信州大学(信大)と国立環境研究所(環境研)の両者は12月13日、「子どもの健康と環境に関する全国調査」(以下、「エコチル調査」)の約1万8000組の母子のデータを対象として、母親の妊娠中における血中の「有機フッ素化合物」(PFAS)の濃度と、生まれた子どもの4歳時における「ぜん鳴」およびぜん息症状の有無との関連について解析した結果、母親の妊娠中の血中PFAS濃度と子どものぜん鳴およびぜん息症状の有無との間に明確な関連は見られなかったことを共同で発表した。

同成果は、信州大 エコチル調査甲信ユニットセンターの野見山哲生教授、同・長谷川航平助教、同・安宅拓磨大学院生、環境研 エコチル調査コアセンターの山崎新センター長、同・中山祥嗣次長らの共同研究チームによるもの。詳細は、環境問題に関連する全般を扱う学術誌「Environmental Research」に掲載された。

エコチル調査は、胎児期から小児期にかけての化学物質ばく露が子どもの健康に与える影響を解明するために、2010年度から全国で約10万組の親子を対象として環境省が実施している、大規模かつ長期にわたる出生コホート調査だ。さい帯血、血液、尿、母乳、乳歯などの生体試料を採取して保存・分析すると同時に、長期間の追跡調査も行い、子どもの健康と化学物質などの環境要因との関係についての調査を行っている。なお同調査の実働は環境研が中心機関となり、国立成育医療研究センターがメディカルサポートセンターを、そして日本各地で公募で選定された15の大学などが、各地域の調査拠点のユニットセンターとして活動中だ。

ぜん息は、せきやぜん鳴(気管や気管支が狭くなるなど、呼吸の際に「ヒューヒュー」や「ゼーゼー」という音がする状態)を生じる、小児において珍しくない疾患の1つだ。このぜん息のリスク因子の1つになるとして考えられているのが、妊娠中の母親や、出産後の子ども自身が化学物質にばく露されることである。

身の回りで使用されている化学物質のうち、PFASは炭素とフッ素の結合を含む有機化合物のことで、細かくは幾種類あるものの、それらはまとめてPFASとして扱われている。PFASはすでに免疫系への影響を生じることが知られていたが、そのばく露と小児のぜん息症状の有無との関連はこれまで明確にはわかっておらず、ヒトを対象とした研究でも結果が一致していなかったという。そこで研究チームは今回、母親の妊娠前期の血中PFAS濃度と、生まれた子どもの4歳時におけるぜん鳴およびぜん息症状の有無との関連を、疫学的な手法を用いて調べたとする。

今回の研究では、エコチル調査に参加している約10万組の母子のうち、母親の妊娠中の血中PFAS濃度が測定されている約2万5000組のデータが用いられることとなった。そして最終的に、その中から今回の解析に必要なデータがそろった1万7856組のデータが利用された。

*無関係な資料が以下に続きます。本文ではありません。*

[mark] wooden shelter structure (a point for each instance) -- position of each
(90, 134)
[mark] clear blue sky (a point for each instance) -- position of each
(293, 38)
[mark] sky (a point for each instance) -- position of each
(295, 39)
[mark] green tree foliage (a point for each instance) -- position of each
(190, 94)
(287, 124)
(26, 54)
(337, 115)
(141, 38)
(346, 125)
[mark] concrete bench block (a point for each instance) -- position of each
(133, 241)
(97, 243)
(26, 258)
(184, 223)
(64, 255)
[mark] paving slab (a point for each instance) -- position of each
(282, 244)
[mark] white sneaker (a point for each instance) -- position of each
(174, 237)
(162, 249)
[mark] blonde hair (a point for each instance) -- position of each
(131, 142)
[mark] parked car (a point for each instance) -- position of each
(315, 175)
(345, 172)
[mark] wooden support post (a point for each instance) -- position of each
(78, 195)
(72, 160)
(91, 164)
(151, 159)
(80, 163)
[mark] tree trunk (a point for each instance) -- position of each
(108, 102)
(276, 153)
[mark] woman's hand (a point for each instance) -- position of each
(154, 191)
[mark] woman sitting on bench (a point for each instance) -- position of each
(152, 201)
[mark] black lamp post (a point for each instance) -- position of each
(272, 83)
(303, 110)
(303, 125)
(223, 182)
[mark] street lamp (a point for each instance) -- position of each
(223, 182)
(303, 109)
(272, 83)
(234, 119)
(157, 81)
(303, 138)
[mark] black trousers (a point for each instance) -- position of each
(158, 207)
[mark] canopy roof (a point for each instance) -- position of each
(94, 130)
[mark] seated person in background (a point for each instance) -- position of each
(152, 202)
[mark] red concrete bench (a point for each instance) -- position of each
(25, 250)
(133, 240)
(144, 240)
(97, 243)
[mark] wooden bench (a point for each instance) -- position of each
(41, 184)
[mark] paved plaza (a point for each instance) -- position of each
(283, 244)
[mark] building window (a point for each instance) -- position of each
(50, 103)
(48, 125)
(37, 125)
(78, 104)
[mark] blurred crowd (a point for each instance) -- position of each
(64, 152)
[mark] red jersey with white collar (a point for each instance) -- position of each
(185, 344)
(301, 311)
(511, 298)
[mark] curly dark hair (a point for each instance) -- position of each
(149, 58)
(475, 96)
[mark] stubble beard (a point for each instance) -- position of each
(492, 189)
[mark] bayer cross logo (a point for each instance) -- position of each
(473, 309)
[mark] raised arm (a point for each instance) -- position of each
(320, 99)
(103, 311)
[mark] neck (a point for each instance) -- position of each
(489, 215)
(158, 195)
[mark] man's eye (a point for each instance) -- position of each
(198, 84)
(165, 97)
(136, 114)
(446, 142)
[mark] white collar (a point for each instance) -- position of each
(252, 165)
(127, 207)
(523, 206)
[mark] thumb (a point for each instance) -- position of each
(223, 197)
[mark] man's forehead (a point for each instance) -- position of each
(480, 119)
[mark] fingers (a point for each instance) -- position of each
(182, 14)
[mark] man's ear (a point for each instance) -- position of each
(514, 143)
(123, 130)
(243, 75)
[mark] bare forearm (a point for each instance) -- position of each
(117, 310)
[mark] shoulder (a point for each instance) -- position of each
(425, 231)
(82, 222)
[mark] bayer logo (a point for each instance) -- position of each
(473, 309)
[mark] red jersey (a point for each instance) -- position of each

子どものぜん鳴およびぜん息症状の有無については、4歳時点での質問票の回答を用い、PFASについては、今回は6種類(PFOA、PFNA、PFDA、PFUnA、PFHxS、PFOS)を分析対象としたとのこと。子どものぜん息症状の有無の関連因子として考えられている母親の年齢、BMI、母親のぜん息、教育歴、喫煙歴、世帯収入、出産回数の影響も考慮した上で、母親の妊娠中の血中PFAS濃度と子どものぜん鳴およびぜん息症状の有無との関連について、複数の要因の影響を同時に考慮した上で関連を検討するための解析手法である「ロジスティック回帰分析」を用いて検討が行われた。

その結果、母親の妊娠中の血中PFAS濃度と子どものぜん鳴およびぜん息症状の有無との間に、明確な関連は確認できなかったといい、ばく露濃度と反応の関係を示す「ばく露反応曲線」は直線で、ほぼ平坦な直線が見られたとする。また、子どもの性別および母親のぜん息の有無による明確な関連の違いも見られなかった一方で、地域による関連の不均一性が見られたとのことだ。

今回の研究では、母親の妊娠中の血中PFAS濃度と子どものぜん鳴およびぜん息症状の有無との間に明確な関連は見られなかった。しかしこれで影響はあまりないといえるかというと、まだそうとは断定できないとのことで、研究チームは長期的な影響について今後の研究が必要としている。